Hümanistmiyiz Ehli İman mı?
📌Bir tarafta vahyin amel-i salih tanımı ile hümanizm yani din hakikatına ve onun kaynağı olan vahye tabi olmadan insanın iyilik yetisine sahip olduğu iddiasındaki felsefi görüş.
📌Hümanizm yani vahye tabi olmayan insanların yaptığı iyilikler ile vahye kulak veren bir mü’minin yaptığı iyilikler arasında ki farkı nedir?
📌Hümanizmin kaçırmış olduğu nokta ve ehl-i imanın da yapmış olduğu iyiliklerin amel-i salih olması için temel kriter şudur ki;
📌Esas olan iyilik yapmak değil Allah adına iyilik yapmaktır.

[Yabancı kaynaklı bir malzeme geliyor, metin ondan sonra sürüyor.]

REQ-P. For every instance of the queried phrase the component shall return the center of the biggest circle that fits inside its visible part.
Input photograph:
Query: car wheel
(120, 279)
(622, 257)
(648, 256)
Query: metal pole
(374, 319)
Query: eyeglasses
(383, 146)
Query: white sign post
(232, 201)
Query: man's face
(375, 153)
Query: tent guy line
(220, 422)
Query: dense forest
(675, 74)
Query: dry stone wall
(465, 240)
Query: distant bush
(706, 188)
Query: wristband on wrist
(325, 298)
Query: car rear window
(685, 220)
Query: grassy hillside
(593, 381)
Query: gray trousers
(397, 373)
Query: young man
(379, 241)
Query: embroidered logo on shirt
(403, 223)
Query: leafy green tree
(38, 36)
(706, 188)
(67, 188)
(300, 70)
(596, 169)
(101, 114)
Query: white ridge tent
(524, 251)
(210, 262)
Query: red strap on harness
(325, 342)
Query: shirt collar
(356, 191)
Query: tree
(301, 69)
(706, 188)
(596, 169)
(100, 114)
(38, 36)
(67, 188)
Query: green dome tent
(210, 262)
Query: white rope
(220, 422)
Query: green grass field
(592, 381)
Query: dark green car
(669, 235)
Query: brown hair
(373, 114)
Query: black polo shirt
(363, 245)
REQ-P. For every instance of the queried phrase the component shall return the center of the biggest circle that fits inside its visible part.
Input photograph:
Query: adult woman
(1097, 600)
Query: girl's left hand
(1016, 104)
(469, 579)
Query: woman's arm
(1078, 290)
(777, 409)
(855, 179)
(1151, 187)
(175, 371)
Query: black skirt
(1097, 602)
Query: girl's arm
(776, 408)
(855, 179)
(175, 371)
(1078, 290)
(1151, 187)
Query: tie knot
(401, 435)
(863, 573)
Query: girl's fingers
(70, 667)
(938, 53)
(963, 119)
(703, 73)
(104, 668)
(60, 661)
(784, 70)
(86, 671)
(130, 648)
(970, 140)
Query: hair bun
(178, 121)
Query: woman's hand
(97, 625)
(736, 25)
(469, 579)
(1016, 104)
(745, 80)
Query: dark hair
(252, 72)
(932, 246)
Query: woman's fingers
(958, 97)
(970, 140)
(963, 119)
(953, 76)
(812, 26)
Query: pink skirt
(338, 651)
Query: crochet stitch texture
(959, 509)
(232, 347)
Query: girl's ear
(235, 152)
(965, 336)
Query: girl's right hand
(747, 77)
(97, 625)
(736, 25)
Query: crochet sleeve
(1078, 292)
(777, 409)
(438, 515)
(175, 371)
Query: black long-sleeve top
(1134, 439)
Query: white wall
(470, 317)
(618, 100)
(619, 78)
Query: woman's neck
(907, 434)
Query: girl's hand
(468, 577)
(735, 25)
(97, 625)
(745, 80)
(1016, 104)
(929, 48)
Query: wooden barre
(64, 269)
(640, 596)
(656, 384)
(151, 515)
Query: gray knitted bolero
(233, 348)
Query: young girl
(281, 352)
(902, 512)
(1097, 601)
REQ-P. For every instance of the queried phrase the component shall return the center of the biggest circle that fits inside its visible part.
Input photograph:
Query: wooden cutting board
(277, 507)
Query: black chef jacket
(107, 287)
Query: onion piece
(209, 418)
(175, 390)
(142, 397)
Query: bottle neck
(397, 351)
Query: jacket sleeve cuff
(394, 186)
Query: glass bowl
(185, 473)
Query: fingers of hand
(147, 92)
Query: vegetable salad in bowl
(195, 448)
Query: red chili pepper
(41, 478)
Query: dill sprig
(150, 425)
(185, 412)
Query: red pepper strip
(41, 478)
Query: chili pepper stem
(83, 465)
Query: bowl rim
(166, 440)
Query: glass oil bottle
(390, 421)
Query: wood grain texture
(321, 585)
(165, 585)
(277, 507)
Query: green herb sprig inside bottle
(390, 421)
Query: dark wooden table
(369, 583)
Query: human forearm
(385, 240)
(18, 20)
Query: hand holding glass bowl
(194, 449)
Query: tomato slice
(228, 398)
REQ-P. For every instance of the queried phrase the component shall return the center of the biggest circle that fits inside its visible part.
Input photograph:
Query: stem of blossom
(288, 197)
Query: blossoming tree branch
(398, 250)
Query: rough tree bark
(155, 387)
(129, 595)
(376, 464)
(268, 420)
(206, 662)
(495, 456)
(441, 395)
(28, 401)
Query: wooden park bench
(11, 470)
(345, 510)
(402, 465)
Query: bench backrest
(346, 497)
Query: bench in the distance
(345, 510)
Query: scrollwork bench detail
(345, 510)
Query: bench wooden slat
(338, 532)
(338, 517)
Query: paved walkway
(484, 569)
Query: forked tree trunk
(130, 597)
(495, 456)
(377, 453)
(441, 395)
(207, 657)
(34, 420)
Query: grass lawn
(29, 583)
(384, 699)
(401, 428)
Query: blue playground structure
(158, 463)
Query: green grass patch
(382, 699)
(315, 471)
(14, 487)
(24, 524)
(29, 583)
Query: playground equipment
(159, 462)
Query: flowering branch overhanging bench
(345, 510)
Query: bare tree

Yani esas olan iyi insan olmak değil iyilik kaynağının Allah olduğunu idrak etmektir. İnsanın tanımını vahye dayandırmayan sünnet ile yorumlamayıp “ayinedarlığını unutup” “nefsi emmaresini hayrın kaynağı görüp” bunu “benliğinden bilen” ve yaptıklarının içine “benliğinden “ bir şeyler koyup beklenti içine giren her kişinin yaptığı iyilikler “hümanizm” hesabına geçer. Ve o kişi iyi bir mü’min değil iyi bir hümanist olur. Alacağı karşılıkta kuru bir teşekkür ve alkış olur.
📌Bu sırrı Bediüzzman “hayır o vakit hayır ola ki Allah için ola” cümlesi ile özetler. Şimdi soralım hümanistmiyiz yoksa ehl-i iman mı?